MySQL Deep Pagination Optimization
MySQL deep pagination can be dramatically accelerated by ordering on the primary key, indexing the sort column, and using keyset pagination or a sub‑query join instead of scanning millions of rows, while only minor tweaks like increasing sort_buffer_size provide negligible gains.
Pagination is a common backend feature. It is needed because users rarely view data far beyond the first few pages and because retrieving large data sets consumes server resources such as disk, memory, and network bandwidth.
MySQL pagination syntax example: SELECT * FROM table LIMIT 0, 20;
A test table t1 is created and populated with more than 4 million rows using a series of INSERT statements and a loop that generates random data.
CREATE TABLE t1 ( id BIGINT NOT NULL AUTO_INCREMENT COMMENT 'primary key', m_id BIGINT NOT NULL COMMENT 'other id', `name` VARCHAR(255) COMMENT 'user name', identity_no VARCHAR(30) COMMENT 'ID number', address VARCHAR(255) COMMENT 'address', create_time TIMESTAMP NOT NULL COMMENT 'created time', modify_time TIMESTAMP NOT NULL COMMENT 'modified time', PRIMARY KEY (id) ) ENGINE=INNODB DEFAULT CHARSET='utf8' COMMENT='deep pagination test table';
Several experiments were performed:
No WHERE clause and no ORDER BY: SELECT id,m_id,name,identity_no,address,create_time,modify_time FROM t1 LIMIT 1000000, 20; took 0.613 s.
Adding ORDER BY primary key: SELECT id,m_id,name,identity_no,address,create_time,modify_time FROM t1 ORDER BY id LIMIT 1000000, 20; reduced time to 0.417 s.
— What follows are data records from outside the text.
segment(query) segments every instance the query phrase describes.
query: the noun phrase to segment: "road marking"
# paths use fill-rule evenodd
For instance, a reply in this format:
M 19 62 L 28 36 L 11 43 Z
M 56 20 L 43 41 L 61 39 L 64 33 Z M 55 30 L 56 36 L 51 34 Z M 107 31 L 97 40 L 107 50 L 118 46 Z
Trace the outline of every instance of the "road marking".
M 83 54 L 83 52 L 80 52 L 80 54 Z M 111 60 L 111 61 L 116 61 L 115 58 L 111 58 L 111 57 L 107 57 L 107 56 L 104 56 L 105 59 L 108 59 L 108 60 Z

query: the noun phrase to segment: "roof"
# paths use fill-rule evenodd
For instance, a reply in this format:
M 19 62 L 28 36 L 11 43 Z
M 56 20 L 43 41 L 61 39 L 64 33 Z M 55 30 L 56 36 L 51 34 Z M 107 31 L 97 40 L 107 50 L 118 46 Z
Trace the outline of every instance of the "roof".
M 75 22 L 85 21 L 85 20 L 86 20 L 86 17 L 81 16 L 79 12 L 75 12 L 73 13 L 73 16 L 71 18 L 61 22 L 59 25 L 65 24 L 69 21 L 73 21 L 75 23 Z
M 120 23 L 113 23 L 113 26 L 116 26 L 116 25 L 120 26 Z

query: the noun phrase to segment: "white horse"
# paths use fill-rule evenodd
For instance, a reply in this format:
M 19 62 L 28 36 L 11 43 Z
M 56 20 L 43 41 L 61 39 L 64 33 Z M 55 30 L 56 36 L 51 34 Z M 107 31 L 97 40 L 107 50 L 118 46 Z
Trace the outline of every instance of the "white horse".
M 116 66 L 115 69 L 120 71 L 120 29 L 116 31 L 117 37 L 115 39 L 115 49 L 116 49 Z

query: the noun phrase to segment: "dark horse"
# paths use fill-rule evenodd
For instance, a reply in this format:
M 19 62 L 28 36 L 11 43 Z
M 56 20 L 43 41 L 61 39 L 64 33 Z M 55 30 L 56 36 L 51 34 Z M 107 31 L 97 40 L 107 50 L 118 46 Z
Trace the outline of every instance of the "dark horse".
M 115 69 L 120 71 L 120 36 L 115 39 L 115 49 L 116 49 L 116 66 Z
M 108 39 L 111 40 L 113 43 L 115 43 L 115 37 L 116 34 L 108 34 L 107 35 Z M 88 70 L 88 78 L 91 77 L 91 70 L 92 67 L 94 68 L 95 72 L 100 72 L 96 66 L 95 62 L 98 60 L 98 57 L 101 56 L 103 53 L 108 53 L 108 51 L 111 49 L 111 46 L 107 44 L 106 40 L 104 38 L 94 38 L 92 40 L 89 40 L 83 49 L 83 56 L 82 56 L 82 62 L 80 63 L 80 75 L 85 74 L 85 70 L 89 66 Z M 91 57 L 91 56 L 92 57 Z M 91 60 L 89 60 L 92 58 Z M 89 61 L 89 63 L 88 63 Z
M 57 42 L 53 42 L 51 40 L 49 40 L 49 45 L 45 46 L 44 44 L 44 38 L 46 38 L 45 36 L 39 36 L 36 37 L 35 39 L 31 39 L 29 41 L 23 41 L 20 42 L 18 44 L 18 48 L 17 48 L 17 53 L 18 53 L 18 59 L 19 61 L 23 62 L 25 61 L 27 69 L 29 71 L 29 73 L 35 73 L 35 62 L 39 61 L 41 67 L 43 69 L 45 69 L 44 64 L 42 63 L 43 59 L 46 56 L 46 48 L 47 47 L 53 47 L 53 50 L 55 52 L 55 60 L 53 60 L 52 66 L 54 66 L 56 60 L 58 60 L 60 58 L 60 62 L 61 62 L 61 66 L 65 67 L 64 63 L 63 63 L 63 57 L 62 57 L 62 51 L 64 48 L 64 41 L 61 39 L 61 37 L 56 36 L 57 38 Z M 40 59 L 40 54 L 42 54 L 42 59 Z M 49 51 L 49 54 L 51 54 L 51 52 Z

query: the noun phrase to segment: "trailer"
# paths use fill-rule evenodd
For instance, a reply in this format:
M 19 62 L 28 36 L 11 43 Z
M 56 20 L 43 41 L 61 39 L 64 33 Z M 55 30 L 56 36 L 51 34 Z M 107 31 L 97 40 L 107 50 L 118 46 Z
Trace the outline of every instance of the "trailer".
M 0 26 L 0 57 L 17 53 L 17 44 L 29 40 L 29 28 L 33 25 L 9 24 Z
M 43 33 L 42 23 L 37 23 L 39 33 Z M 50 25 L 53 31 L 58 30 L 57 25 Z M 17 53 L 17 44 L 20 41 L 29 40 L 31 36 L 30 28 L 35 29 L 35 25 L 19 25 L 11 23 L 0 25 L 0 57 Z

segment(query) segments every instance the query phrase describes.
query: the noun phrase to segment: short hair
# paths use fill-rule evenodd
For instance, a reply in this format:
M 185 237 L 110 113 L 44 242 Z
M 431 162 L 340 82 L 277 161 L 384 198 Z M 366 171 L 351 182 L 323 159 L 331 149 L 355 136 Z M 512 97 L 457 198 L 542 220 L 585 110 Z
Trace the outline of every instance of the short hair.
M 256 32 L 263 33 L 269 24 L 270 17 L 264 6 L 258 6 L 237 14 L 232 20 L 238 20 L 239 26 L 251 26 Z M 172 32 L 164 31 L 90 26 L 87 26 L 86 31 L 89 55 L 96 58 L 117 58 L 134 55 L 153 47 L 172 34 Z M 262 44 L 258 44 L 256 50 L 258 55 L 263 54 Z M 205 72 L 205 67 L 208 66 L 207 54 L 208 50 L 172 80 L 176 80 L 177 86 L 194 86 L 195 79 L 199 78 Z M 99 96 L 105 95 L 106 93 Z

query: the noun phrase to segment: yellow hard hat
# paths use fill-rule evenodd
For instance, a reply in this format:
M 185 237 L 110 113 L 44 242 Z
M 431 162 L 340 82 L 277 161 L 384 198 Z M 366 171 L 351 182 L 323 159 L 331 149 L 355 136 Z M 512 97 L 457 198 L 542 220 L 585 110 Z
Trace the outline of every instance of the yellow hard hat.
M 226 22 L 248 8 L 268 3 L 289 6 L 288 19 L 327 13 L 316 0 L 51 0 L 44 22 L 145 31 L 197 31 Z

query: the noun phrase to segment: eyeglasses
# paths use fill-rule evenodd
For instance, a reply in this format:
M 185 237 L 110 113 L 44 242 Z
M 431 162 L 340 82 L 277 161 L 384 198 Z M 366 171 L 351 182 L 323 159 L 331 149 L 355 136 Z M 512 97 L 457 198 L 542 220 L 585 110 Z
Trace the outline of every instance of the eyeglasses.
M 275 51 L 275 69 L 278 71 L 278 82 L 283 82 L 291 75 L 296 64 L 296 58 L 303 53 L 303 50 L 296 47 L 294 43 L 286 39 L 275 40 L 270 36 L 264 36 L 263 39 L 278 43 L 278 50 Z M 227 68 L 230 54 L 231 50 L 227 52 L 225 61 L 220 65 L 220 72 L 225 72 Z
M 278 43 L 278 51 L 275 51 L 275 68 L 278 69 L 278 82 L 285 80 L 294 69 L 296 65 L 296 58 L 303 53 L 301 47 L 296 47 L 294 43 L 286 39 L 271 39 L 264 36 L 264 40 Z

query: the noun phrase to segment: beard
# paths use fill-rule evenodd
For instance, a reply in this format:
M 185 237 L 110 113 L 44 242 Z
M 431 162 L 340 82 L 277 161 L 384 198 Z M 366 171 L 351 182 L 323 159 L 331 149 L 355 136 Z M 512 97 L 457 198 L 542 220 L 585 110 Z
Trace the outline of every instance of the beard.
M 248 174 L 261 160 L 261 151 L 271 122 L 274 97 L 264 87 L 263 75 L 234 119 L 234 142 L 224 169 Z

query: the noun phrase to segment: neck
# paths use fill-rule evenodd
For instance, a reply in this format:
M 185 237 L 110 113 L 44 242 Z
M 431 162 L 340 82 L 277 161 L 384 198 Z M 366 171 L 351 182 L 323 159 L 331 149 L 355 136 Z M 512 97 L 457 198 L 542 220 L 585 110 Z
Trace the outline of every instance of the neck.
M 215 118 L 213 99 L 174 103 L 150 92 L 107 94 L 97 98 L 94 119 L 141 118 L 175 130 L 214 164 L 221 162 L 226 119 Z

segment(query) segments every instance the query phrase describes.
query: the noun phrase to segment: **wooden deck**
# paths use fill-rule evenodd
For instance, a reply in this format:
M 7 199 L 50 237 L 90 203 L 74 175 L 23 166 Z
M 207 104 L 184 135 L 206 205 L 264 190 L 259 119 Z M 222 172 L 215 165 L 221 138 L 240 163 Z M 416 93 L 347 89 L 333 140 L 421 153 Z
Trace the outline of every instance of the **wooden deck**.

ORDER BY a non‑indexed column (create_time) on a table without an index: SELECT id,m_id,name,identity_no,address,create_time,modify_time FROM t1 ORDER BY create_time DESC LIMIT 10000, 20; took 2.015 s.
Adding an index on the sorting column (create_time) and querying the same SQL on table t2 reduced time to 0.937 s.
For deep pagination, forcing the index with FORCE INDEX(idx_create_time) still required 15 s, showing that reading >1 M rows is costly even with an index.
Using a “last_*” condition (keyset pagination) such as SELECT ... FROM t2 WHERE id > #{last_id} AND create_time > #{last_create_time} ORDER BY create_time DESC LIMIT 0, 20; performed as fast as shallow pagination, but only works for forward‑only navigation.
Transforming the forced‑index query into a sub‑query join: SELECT id,m_id,name,identity_no,address,create_time,modify_time FROM t2 JOIN (SELECT id FROM t2 ORDER BY create_time DESC LIMIT 1000000, 20) x USING (id); reduced execution time to 0.742 s (original >15 s).
The sub‑query works faster because it limits the sort buffer to only the indexed columns, avoiding large temporary files and extensive “Using filesort”.
Additional tuning such as increasing sort_buffer_size showed minimal impact on a personal PC.
Conclusions :
Always add an ORDER BY on the primary key when no other condition exists.
Index the columns used for sorting.
For deep pagination, consider keyset pagination (last_*), forced index with sub‑query, or two‑step queries to avoid full scans.
Adjust sort_buffer_size only as a minor optimization.
Avoid cross‑column indexes that do not match the query pattern.